Note: This method operates on each of the columns specified by scope independently. In the case that multiple columns are passed, then the overlap of all outliers from each column will dropped after all have been calculated (therefore the order won’t matter).
This method can be used with data file’s as well, the reduce_func and n_jobs parameters are specific to this case.
- Parameters
- scopeScope
default = 'float'
- fopfloat, tuple, optional
This parameter represents the percent of outliers to drop. It should be passed as a percent, e.g., therefore 1 for one percent, or 5 for five percent.

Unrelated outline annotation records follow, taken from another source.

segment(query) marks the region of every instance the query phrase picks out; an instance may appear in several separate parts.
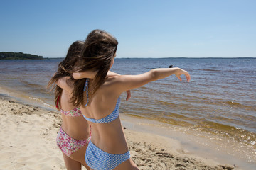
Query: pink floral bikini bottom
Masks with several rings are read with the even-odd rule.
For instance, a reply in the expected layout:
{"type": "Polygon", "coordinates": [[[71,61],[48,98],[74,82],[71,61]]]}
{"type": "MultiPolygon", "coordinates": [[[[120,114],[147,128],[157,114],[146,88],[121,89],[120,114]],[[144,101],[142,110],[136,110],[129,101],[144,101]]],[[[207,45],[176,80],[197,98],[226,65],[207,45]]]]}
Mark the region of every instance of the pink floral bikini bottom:
{"type": "Polygon", "coordinates": [[[91,135],[90,134],[90,137],[86,140],[75,140],[68,136],[60,127],[58,132],[56,142],[61,151],[68,157],[70,157],[73,153],[87,144],[90,138],[91,135]]]}

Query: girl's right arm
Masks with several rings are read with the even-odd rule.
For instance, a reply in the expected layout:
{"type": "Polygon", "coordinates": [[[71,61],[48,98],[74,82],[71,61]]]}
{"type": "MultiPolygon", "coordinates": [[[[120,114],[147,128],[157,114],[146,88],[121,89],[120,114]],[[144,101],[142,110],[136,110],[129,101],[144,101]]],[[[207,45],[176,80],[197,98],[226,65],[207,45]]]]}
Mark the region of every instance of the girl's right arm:
{"type": "MultiPolygon", "coordinates": [[[[96,76],[97,72],[97,71],[92,72],[89,70],[86,72],[75,72],[73,73],[72,76],[75,79],[81,79],[85,78],[94,79],[96,76]]],[[[107,76],[117,76],[117,75],[120,75],[120,74],[109,71],[107,72],[107,76]]]]}
{"type": "Polygon", "coordinates": [[[116,76],[114,81],[113,89],[120,94],[127,89],[139,88],[151,81],[161,79],[172,74],[175,74],[180,81],[181,81],[181,74],[186,76],[188,82],[191,79],[188,72],[178,67],[154,69],[142,74],[116,76]]]}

This can also be passed as a tuple with two elements, where the first entry represents the percent to filter from the lower part of the distribution and the second element the percent from the upper half of the distribution. For example,
filter_outlier_percent = (5, 1)
This set of parameters with drop 5 percent from the lower part of the distribution and only 1 percent from the top portion. Likewise, you can use None on one side to skip dropping from one half, for example:
filter_outlier_percent = (5, None)
Would drop only five percent from the bottom half, and not drop any from the top half.
default = 1
- dropbool, optional
By default this function will drop any subjects / index that are determined to be outliers. On the otherhand, you may instead set specific outlier values as NaN values instead. To do this, set drop=False. Now those specific values identified as outliers will be replaced with NaN.
default = True
- reduce_funcpython function, optional
The passed python function will be applied only if the requested col/column is a ‘data file’. In the case that it is, the function should accept as input the data from one data file, and should return a single scalar value. For example, the default value is numpy’s mean function, which returns one value.
default = np.mean
- n_jobsint, optional
As with reduce_func, this parameter is only valid when the passed col/column is a ‘data file’. In that case, this specifies the number of cores to use in loading and applying the reduce_func to each data file. This can provide a significant speed up when passed the number of available cores, but can sometimes be memory intensive depending on the underlying size of the file.
If set to -1, will try to automatically use all available cores.
default = -1
- inplacebool, optional
If True, perform the current function inplace and return None.